Governo libera R$ 6,6 bilhões para conter alta dos combustíveis

Maior parte dos recursos será destinada ao diesel diante da pressão provocada pela alta do petróleo

O governo federal abriu crédito extraordinário de R$ 6,6 bilhões para subsidiar combustíveis, incluindo R$ 5,6 bilhões destinados ao diesel.

Governo libera R$ 6,6 bilhões para combustíveis

O governo federal abriu um crédito extraordinário de R$ 6,6 bilhões para ajudar a conter os impactos da alta dos combustíveis no Brasil.

A medida foi formalizada por meio de medida provisória publicada no Diário Oficial da União.

Diesel recebe a maior parte dos recursos

Do total liberado, aproximadamente R$ 5,6 bilhões serão destinados à subvenção econômica do óleo diesel rodoviário.

O objetivo é reduzir parte do impacto dos preços sobre setores dependentes do combustível.

Outros derivados também serão contemplados

Outros aproximadamente R$ 998 milhões serão utilizados para apoiar a produção e importação de derivados de petróleo.

A lista inclui gasolina, querosene de aviação e gás liquefeito de petróleo.
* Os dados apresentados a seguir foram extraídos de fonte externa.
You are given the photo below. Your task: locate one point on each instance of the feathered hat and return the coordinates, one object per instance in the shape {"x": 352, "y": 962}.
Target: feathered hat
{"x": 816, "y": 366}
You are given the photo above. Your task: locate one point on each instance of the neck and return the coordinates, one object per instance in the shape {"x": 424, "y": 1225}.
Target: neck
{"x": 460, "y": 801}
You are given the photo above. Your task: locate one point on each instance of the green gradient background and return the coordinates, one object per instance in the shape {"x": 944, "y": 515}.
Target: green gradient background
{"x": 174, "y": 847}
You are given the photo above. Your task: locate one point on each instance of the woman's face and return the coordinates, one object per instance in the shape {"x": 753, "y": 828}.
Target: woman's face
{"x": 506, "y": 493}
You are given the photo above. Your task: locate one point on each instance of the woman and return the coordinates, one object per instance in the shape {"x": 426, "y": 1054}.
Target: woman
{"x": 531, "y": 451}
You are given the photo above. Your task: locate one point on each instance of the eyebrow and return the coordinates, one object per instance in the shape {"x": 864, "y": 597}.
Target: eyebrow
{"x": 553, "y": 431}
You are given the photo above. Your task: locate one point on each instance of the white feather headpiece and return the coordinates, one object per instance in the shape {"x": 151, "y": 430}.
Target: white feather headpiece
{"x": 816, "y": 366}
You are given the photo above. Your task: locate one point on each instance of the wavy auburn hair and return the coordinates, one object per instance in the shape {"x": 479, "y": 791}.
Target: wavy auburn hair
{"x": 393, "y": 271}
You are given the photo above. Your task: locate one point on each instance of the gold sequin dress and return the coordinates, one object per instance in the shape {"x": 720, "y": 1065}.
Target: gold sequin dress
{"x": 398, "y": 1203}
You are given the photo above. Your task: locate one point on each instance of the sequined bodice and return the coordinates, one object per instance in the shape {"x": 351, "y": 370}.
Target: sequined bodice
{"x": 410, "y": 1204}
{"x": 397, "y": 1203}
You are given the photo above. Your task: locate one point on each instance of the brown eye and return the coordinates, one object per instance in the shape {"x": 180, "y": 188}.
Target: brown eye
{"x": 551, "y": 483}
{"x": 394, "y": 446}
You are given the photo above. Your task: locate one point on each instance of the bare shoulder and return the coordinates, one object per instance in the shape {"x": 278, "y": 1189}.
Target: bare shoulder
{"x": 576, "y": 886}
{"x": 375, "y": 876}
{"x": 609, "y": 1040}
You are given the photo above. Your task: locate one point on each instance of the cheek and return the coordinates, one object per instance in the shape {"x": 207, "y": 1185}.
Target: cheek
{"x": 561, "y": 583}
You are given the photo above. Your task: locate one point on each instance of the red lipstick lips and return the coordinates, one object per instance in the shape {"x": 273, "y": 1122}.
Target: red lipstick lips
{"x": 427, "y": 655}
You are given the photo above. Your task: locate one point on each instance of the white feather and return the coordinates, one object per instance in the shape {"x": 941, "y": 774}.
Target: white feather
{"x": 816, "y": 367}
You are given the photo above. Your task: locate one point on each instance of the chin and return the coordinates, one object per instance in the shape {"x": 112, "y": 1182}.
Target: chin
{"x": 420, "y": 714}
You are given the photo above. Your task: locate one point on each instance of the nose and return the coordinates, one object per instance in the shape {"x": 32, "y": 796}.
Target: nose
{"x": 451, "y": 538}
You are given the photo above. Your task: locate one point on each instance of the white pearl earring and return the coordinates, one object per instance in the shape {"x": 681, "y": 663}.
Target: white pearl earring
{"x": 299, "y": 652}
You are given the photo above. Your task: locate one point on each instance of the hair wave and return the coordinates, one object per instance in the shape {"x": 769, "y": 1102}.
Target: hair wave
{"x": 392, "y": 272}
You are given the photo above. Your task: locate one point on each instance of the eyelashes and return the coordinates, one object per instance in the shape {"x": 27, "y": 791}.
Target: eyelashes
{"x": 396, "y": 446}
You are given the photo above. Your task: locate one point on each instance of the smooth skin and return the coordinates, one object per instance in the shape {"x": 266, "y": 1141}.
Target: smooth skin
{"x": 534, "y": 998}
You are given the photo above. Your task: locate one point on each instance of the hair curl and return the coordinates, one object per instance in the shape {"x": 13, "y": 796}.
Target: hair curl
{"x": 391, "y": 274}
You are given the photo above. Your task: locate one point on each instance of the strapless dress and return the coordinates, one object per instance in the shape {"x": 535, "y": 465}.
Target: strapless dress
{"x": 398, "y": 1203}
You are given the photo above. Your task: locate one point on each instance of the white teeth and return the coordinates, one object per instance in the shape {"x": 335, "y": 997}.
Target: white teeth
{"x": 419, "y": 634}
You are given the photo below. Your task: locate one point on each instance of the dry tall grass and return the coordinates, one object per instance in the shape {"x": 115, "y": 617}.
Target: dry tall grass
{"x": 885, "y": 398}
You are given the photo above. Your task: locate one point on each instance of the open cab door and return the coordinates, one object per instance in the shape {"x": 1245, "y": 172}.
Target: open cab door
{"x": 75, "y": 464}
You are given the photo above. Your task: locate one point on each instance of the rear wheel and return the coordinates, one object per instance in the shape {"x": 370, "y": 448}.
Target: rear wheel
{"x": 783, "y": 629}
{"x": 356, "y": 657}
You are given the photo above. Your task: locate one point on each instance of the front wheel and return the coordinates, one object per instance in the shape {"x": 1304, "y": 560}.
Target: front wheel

Por que o governo tomou a medida?

A decisão ocorre em meio à forte pressão internacional sobre o mercado de petróleo.

A alta dos preços pode aumentar os custos de transporte, produção e logística, criando pressão adicional sobre a inflação.

Impacto sobre consumidores

O diesel possui papel importante na economia brasileira porque grande parte do transporte de cargas depende do combustível.

Uma alta significativa do diesel pode aumentar custos de frete e, consequentemente, pressionar os preços de diversos produtos.

Medida também afeta as contas públicas

Ao mesmo tempo em que o subsídio busca reduzir o impacto imediato dos preços, a medida representa uma despesa adicional para o governo.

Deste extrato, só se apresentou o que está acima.